Walgreen Company has been hit with a proposed class action lawsuit in the wake of a September 2019 data breach that reportedly exposed the personal and health-related information of potentially thousands of online customers.
According to the case, Walgreens on September 26, 2019 noticed “abnormal activity” on a “limited number” of Walgreens.com customer accounts. Upon investigation, the company discovered that unauthorized third parties had used valid login credentials from other websites to gain access to customers’ personally identifiable information, as well as protected health data, stored on Walgreens’ website, the suit says.
The exposed information allegedly included:
Drug classifications derived from customers’ prescription records (e.g., beta blockers, calcium channel blockers, antihypertensives);
Health-related suggestions referencing certain conditions or topics (e.g., asthma, COPD, migraines, blood pressure maintenance);
Personal demographic information such as names, dates of birth, phone numbers, and email addresses;
Walgreens Balance Rewards ID numbers or card numbers; and
AARP ID numbers.
The case claims that although the defendant had the resources necessary to prevent the breach, the company refused to “adequately invest” in proper data security and ultimately allowed customers’ private personal and health information to fall into “the hands of thieves.”
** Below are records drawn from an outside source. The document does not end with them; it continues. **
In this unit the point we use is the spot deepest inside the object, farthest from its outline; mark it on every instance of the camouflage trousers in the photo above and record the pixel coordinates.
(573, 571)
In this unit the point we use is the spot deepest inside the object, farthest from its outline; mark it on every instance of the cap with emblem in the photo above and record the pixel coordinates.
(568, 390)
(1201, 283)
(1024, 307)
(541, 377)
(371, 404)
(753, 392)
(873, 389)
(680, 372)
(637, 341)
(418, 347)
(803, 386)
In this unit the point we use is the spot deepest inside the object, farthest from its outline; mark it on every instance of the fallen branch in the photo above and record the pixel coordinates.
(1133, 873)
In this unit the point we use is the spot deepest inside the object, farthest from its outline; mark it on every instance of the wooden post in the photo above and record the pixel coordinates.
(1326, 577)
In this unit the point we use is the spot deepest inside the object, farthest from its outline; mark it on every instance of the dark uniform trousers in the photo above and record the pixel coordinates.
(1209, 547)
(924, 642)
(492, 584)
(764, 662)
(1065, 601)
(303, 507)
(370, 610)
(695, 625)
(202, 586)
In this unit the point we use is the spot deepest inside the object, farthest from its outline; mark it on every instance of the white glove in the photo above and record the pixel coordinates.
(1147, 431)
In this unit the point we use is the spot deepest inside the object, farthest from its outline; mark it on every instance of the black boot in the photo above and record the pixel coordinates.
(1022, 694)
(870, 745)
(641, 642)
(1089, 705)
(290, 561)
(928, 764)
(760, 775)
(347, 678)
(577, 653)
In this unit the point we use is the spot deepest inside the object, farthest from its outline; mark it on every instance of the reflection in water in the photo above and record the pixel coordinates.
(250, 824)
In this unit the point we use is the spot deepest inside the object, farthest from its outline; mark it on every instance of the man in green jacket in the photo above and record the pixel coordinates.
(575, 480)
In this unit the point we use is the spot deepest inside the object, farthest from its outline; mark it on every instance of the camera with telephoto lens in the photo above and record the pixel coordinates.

“Had Defendant remedied the deficiencies in its data security systems and adopted security measures recommended by experts in the field, it would have prevented the intrusions into their systems and, ultimately, the theft of [personally identifiable information and protected health information],” the complaint reads.
The lawsuit goes on to criticize Walgreens’ response to the breach, stressing that although the company had identified affected customers as early as October 5, 2019, it waited until December 3 to send notice of the breach. Moreover, Walgreens has failed to offer affected customers “any compensation or additional protective services” such as credit monitoring or fraud remediation, according to the case. The suit argues that Walgreens’ suggestion that customers change their passwords and “remain vigilant” is “wholly inadequate” considering victims may face “multiple years of ongoing identity theft and fraud” due to the exposure of their private information.
The lawsuit looks to cover anyone whose personally identifiable information and protected health information was compromised in the data breach announced by Walgreens in December 2019.